We sat down and looked over our menus. For the first time in many years, Mom ordered a cocktail. There have been times when she was up for a glass of white wine, but generally, she goes for water or tea. Last night, she asked for what my sister-in-law ordered (double vodka with cranberry) and we all looked at each other in shock. Then, without agonizing, she ordered chicken parmigiana with a lobster tail! Again, there was an exchange of surprised looks around the table.
Everyone (except my 9 year old nephew, who is obsessed with video games and mostly attended to his iPad as the grown-ups conversed) ate and drank with gusto. Mom even laughed out loud a few times.
When we got home, Mom stayed up and watched TV with me. I passed out in my chair; she came over to kiss me goodnight and she went to bed.
In the morning, Mom got up a little later than usual (9:15 or so) and I asked her if she was hung over.

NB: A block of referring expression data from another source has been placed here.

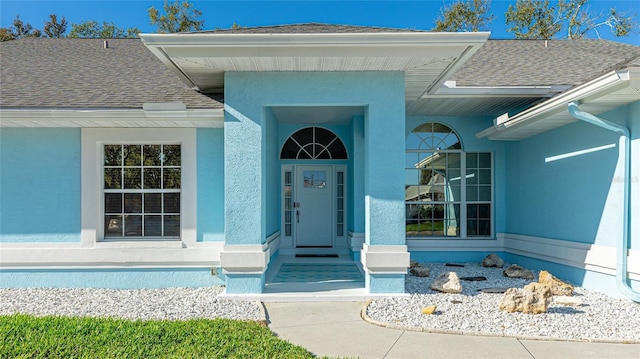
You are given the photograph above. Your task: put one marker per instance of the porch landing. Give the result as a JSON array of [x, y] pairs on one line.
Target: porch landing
[[295, 279]]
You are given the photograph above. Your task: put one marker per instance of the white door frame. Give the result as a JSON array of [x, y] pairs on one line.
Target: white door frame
[[289, 197]]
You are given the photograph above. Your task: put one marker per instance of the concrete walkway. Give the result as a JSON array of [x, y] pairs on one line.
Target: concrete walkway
[[336, 329]]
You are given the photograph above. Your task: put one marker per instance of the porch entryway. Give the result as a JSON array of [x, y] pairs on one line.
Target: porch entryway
[[313, 278]]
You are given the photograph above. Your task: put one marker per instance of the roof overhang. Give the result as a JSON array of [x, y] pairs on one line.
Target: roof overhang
[[153, 115], [614, 89], [427, 58]]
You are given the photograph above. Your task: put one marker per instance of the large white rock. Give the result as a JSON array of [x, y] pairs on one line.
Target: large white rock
[[534, 298]]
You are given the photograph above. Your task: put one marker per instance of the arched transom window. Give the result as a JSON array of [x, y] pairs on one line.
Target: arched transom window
[[313, 143], [448, 192]]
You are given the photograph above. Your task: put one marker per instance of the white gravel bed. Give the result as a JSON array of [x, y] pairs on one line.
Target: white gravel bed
[[599, 318], [169, 303]]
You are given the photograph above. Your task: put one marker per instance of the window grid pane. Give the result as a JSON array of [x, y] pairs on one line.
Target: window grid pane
[[142, 191], [436, 188], [288, 204], [340, 204]]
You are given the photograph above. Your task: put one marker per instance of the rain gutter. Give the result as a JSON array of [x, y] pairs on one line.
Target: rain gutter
[[622, 275]]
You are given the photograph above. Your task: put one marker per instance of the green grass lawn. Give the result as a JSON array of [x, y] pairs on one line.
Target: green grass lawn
[[24, 336]]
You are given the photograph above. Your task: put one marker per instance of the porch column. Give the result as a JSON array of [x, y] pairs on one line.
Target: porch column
[[245, 256], [384, 255]]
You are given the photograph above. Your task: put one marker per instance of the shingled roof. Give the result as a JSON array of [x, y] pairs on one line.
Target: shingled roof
[[309, 28], [541, 63], [81, 73]]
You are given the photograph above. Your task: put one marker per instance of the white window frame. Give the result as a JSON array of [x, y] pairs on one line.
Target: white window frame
[[92, 166], [463, 202]]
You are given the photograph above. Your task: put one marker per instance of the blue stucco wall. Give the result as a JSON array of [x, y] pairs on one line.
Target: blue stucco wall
[[40, 185], [272, 180], [466, 128], [210, 177], [573, 198], [127, 278], [246, 97], [355, 217]]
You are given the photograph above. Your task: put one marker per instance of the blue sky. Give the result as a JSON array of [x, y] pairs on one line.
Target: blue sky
[[418, 14]]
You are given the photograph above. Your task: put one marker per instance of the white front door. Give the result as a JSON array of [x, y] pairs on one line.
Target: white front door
[[313, 212]]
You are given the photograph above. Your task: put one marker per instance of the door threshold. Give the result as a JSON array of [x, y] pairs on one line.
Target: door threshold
[[317, 256]]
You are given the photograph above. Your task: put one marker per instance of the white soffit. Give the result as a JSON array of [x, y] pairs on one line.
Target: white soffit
[[605, 93], [155, 116], [427, 58]]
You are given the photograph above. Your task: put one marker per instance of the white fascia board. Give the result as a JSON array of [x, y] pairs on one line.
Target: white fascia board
[[603, 85], [451, 89], [308, 40], [344, 45], [111, 118]]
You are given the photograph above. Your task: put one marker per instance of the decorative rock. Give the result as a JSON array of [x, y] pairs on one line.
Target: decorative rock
[[534, 298], [447, 282], [420, 271], [515, 271], [493, 290], [492, 260], [567, 300], [556, 286], [429, 310]]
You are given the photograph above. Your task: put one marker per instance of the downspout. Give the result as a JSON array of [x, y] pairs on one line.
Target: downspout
[[622, 276]]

She smiled and said she felt pretty good. I said it seemed like she had a really good time last night. She said she felt “human.”
My brother called around 10 to say what a good time they had with us. He said Mom had told him she felt that she had been depressed and it was finally lifting. (When I spoke to her about it later, she had no recollection of that exchange). I mentioned some of the changes I’ve been making to her regimen, including some supplements and better diet. The Exelon patches don’t appear to be doing anything negative, and they may be helping to arrest the progress of her cognitive issues. And social interaction with caregivers has some value as well.
As Sunday progressed, Mom’s confusion became more profound again. When I told her that her usual caregiver would be back on Monday, she couldn’t remember who that was, claiming to have only met her once (and it’s been over 2 weeks). Her weekend caregiver tried to engage her in simple word games and puzzles. No interest there. No connection to the day of the week, even as she glanced at the Sunday paper.
As someone who has no innate sense of direction, I have learned to achieve a comfort level with being lost. It’s been years since I’ve panicked over not knowing where I am; it’s just part of the way I live my life. (I always carry maps in the car and my recent acquisition of a GPS device has been a boon in this regard). But the point is, I’m glad that to have a nature that allows me to stay calm despite seismic shifts. Another one is coming.
My birthday is on a Saturday this year and I asked for coverage that evening so I can go out with my husband without concern; my own birthday present to myself. Whether she needs it or not, it’s good to know someone will be there.
One of my favorite expressions comes from Yiddish: “Man makes plans and God laughs.” All I can do is prepare, and when the old puppet master in the sky starts chuckling, hope he’ll let me in on the joke every now and then.